Oportunidades para regularizar débitos em dívidas até R$ 45 milhões
TAX ALERT
12 jun. 20264 min leitura
Em 1º de junho de 2026, a Procuradoria Geral da Fazenda Nacional (PGFN) publicou o Edital nº 6/2026 no Diário Oficial da União, criando oportunidades para regularização de débitos inscritos em dívida ativa da União.

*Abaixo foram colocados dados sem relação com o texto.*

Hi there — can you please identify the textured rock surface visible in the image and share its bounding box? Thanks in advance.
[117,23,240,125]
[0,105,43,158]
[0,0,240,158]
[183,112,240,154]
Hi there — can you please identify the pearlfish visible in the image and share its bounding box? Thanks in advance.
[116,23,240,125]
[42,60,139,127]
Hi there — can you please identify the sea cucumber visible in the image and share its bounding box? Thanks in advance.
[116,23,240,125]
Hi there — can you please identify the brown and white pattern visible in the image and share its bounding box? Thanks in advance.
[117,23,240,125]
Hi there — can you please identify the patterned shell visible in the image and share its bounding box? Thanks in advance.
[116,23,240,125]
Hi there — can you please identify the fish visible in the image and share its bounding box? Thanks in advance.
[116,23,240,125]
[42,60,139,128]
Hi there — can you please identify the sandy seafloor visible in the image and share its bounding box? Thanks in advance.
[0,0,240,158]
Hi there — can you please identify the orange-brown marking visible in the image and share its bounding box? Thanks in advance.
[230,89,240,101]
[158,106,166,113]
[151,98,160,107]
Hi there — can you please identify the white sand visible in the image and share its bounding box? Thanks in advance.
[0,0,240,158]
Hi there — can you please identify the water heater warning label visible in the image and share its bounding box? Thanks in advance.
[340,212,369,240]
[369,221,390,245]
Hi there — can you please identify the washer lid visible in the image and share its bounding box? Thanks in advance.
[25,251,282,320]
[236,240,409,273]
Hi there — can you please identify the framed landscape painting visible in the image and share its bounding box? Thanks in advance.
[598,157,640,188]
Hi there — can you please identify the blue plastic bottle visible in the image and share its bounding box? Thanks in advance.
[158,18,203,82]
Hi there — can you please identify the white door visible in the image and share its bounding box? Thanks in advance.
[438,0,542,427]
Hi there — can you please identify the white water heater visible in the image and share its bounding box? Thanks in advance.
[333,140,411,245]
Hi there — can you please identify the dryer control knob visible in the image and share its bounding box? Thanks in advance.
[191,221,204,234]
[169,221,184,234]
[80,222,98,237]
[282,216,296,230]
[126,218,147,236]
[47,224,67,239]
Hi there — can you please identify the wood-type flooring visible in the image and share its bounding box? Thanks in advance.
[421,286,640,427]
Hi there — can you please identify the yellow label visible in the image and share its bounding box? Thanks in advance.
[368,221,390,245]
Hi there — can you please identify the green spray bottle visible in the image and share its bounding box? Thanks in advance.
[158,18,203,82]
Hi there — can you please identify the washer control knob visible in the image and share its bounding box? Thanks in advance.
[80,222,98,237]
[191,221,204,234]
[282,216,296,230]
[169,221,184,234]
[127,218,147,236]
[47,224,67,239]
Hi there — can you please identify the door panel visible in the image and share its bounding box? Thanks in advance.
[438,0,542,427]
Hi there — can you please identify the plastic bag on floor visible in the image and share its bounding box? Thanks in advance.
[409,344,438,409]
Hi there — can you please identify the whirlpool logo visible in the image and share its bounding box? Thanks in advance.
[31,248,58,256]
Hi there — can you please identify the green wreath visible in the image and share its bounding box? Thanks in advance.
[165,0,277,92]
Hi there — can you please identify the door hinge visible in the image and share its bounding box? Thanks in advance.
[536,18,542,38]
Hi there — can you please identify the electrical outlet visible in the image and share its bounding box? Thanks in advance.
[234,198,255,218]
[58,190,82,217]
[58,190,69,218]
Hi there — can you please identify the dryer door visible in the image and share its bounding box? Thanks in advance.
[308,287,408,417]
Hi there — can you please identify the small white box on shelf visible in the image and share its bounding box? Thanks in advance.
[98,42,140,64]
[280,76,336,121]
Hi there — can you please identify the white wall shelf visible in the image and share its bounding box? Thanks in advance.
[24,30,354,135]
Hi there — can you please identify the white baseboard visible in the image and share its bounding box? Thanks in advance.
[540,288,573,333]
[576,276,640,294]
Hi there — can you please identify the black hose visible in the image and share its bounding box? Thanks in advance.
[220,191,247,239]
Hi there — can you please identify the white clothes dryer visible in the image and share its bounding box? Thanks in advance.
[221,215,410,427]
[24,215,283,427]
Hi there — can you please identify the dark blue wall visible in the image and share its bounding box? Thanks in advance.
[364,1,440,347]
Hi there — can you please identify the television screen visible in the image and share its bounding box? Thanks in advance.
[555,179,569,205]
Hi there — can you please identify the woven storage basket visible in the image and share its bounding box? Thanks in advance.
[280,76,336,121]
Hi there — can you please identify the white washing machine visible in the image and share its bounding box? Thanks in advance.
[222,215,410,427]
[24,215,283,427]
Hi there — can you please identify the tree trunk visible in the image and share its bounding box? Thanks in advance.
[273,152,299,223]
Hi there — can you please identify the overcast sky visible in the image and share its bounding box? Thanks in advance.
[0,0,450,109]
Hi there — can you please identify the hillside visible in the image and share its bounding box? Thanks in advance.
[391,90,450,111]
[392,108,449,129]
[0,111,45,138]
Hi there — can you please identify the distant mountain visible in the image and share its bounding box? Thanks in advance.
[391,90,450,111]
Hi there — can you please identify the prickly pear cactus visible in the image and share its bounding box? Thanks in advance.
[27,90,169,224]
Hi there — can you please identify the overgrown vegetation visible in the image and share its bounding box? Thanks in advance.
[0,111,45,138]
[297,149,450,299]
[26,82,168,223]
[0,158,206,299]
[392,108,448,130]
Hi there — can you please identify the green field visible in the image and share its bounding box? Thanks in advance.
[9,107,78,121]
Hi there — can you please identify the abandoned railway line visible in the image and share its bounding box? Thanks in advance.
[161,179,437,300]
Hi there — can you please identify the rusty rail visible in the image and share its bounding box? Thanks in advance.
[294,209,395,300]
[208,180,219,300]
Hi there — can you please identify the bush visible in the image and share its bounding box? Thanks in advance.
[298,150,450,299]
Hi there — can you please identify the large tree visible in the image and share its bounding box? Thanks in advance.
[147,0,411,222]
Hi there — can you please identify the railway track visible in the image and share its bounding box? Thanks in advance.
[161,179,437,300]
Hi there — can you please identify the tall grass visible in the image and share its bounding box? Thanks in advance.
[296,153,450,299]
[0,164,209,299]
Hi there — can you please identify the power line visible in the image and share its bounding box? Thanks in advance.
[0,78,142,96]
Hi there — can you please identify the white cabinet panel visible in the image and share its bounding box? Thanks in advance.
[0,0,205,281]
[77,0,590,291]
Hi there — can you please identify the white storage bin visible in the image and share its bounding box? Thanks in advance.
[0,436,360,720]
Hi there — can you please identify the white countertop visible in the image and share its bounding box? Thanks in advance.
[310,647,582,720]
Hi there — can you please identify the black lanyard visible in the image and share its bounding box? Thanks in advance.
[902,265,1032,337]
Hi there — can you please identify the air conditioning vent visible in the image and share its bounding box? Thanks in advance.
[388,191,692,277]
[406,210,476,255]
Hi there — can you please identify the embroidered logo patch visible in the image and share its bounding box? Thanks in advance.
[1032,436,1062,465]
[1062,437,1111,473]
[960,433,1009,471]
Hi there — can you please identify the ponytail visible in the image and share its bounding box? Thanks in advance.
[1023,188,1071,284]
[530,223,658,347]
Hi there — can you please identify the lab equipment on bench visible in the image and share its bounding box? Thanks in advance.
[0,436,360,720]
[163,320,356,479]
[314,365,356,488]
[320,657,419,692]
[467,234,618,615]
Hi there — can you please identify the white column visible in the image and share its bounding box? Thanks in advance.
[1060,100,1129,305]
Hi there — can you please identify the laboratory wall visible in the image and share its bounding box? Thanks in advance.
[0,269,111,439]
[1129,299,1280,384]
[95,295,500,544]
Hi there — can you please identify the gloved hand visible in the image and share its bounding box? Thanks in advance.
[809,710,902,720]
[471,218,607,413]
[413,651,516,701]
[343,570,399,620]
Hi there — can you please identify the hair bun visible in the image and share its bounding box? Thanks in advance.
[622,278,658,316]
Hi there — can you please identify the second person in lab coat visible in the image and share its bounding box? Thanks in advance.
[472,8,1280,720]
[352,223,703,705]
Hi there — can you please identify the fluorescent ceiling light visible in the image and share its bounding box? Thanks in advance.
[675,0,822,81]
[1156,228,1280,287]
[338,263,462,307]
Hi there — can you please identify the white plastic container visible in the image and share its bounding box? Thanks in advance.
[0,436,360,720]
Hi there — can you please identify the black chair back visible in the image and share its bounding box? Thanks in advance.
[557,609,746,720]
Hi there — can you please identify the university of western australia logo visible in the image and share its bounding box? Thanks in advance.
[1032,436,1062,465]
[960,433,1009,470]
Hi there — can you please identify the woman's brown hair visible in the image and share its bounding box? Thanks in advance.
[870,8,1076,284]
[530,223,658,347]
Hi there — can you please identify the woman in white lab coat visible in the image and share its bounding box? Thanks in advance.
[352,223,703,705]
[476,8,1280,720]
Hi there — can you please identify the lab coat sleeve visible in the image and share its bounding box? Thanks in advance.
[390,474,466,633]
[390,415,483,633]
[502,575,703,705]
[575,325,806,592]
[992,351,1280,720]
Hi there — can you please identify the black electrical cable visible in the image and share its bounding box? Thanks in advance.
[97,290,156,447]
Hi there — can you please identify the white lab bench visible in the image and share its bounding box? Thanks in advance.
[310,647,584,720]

A medida permite a adesão a propostas de transação tributária com condições facilitadas, incluindo:
descontos de até 100% sobre juros, multas e encargos legais; e
possibilidade de parcelamento de até 145 meses, dependendo da modalidade.
A adesão pode ser realizada até 30 de setembro de 2026, exclusivamente pela plataforma Regularize, e está disponível para pessoas físicas e jurídicas com débitos de até R$ 45 milhões, inscritos em dívida ativa da União, de natureza tributária ou não tributária.
Modalidades de transação disponíveis
O edital prevê quatro modalidades de transação tributária:
Transação conforme a capacidade de pagamento;
Transação de débitos considerados irrecuperáveis;
Transação de inscrições garantidas por seguro garantia ou carta fiança; e
Transação de pequeno valor
Essa estrutura reforça a estratégia da PGFN de estimular a regularização fiscal por meio de condições que conciliam a capacidade de pagamento do devedor com o interesse público na recuperação de créditos.
Impactos para empresas
Ao oferecer descontos relevantes e prazos dilatados para quitação, o programa pode gerar efeitos positivos relevantes para as organizações, como:
redução da pressão sobre o fluxo de caixa;
gestão financeira mais equilibrada no curto e médio prazo;
continuidade das operações e manutenção de empregos;
redução do contencioso tributário; e
contribuição para o incremento da arrecadação federal.
Transação por capacidade de pagamento: como funciona
Entre as modalidades, destaca-se atransação conforme a capacidade de pagamento, que permite ao contribuinte a regularização de suas dívidas inscritas na dívida ativa da União com base em demonstração de sua capacidade de pagamento.
O elemento determinante do resultado econômico da transação é a classificação da Capacidade de Pagamento (CAPAG) atribuída pela PGFN.
A Capacidade de Pagamento Presumida corresponde à estimativa, calculada pela PGFN, do valor potencialmente recuperável em cenário de cobrança judicial, especialmente no âmbito de execução fiscal em horizonte prospectivo de até cinco anos. Tal estimativa é apurada com base em metodologia quantitativa estruturada em modelos estatísticos, que utilizam informações cadastrais, econômico-financeiras e patrimoniais do contribuinte.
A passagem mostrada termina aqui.